Fionn ripped off his blindfold. He was faced with a floating kelp curtain, a secondary visual obstacle. He burst through it, provoking a ripple of alarmed gasps over the assembly.
‘The bargain imprisons us!’ Fionn declared. If the first gasps had been loud, the second were deafening. ‘We rely too much on hiding in our small corner of ocean. We daren’t face the wider world for fear of what’s out there. Yet if we remain so isolated, it shall surely come for us anyway.’
There’s something of Rory in this,Fionn thought while exhilarated by the freedom of his song. The ocean was much larger than he could comprehend and there were problems greater in it than the ones faced by Minchmen alone.
‘You know nothing of the dangers of the deep oceans, young prince,’ the king answered flatly. It seemed his gaze flicked briefly to Iomhar, who floated a few yards to the side of the throne. ‘Or of the relentless tide that is humanity, that can now sweep away our very existence like sand from the shore.’
‘Then do something,’ Fionn all but spat back. ‘Do something more than sit on your throne, auctioning off your son.’
For the barest, unthinkable second, his father looked as though he’d been struck. The entire throne room went still, gills collectively closed in apprehension.
Fionn took his chance and ran.
With a mighty kick and a deft spin he avoided the first guard who dared lunge for him and was soon soaring out of the outer arches into open water. He heard Iomhar calling his name. Fionn raced into the current, swiftly calling it to carry him far, far away.

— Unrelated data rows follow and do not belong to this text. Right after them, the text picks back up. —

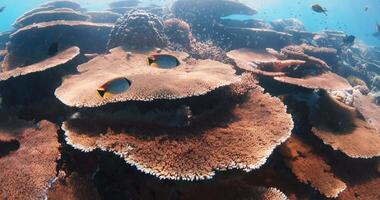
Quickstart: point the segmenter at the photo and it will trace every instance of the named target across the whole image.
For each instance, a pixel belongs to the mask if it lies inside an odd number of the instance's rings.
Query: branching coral
[[[108,49],[118,46],[141,49],[163,47],[165,44],[161,19],[144,10],[132,10],[116,22],[108,41]]]

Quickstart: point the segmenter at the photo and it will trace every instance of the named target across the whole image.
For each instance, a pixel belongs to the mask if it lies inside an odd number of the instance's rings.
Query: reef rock
[[[118,46],[141,49],[163,47],[165,44],[161,19],[144,10],[133,10],[117,20],[110,34],[108,49]]]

To Loch Broom, as it turned out, because that’s where his mind was fixed on. The body of water next to which Rory lived. Where his soul mate, maybe, or at the very least the man he admired greatly, lived.
Fionn drifted listlessly for a while, staring up at the darkening sky above the surface.
A couple of hours passed. Long enough for a few hot, angry tears to be spilled and long enough for Acha to find him and nuzzle her nose into the crook of Fionn’s arm.
‘Hello, friend.’ Fionn cuddled her close. ‘At least you do not reject me today.’
Out of the swirling murk, Iomhar’s voice reached him. ‘You have more people fighting in your corner than you realise, little sprat.’
Fionn rolled away from him. ‘Are you here to bring me home?’
‘No.’ Iomhar swam above him, blocking out the moonlight. ‘But you understand that you cannot run from this.’
Fionn pouted. ‘Why not? What is stopping me from leaving the Minch tonight?’
‘Wrath and ruin to your people,’ Iomhar said simply. ‘And I know you will not forsake them. At best, the Redfolk would rescind the magic that keeps us safe and hidden. At worst,they would declare war and try to conquer us entirely for themselves.’
Fionn scratched dejectedly behind Acha’s ears, staring into the cloudy water. ‘They might as well have, already.’
‘No,’ Iomhar said firmly. ‘We send them tribute, yes. But they stay out of our affairs and we stay out of theirs. It is symbiotic, like a clownfish and anemone: we feed, they protect.’
‘Then why should I also become tribute? Is my value equivalent to one basket of shrimp, or three?’ Fionn knew he was being too flippant and that this argument would get him nowhere, just like every time he and Iomhar had discussed the matter. But for now the familiarity of it was almost comforting.
‘No one condones this bargain, Fionn. It was made by a foolish king of centuries past. Your father thinks—’
‘I do not care what my father thinks,’ Fionn cut him off.
Iomhar looked away. He touched a hand to the centre of his tattooed chest as though contemplating something, then shook his head.
‘Your father does understand the burden of the marriage bargain,’ Iomhar sang quietly. ‘Do not forget, he had to watch his own brother accept the same fate.’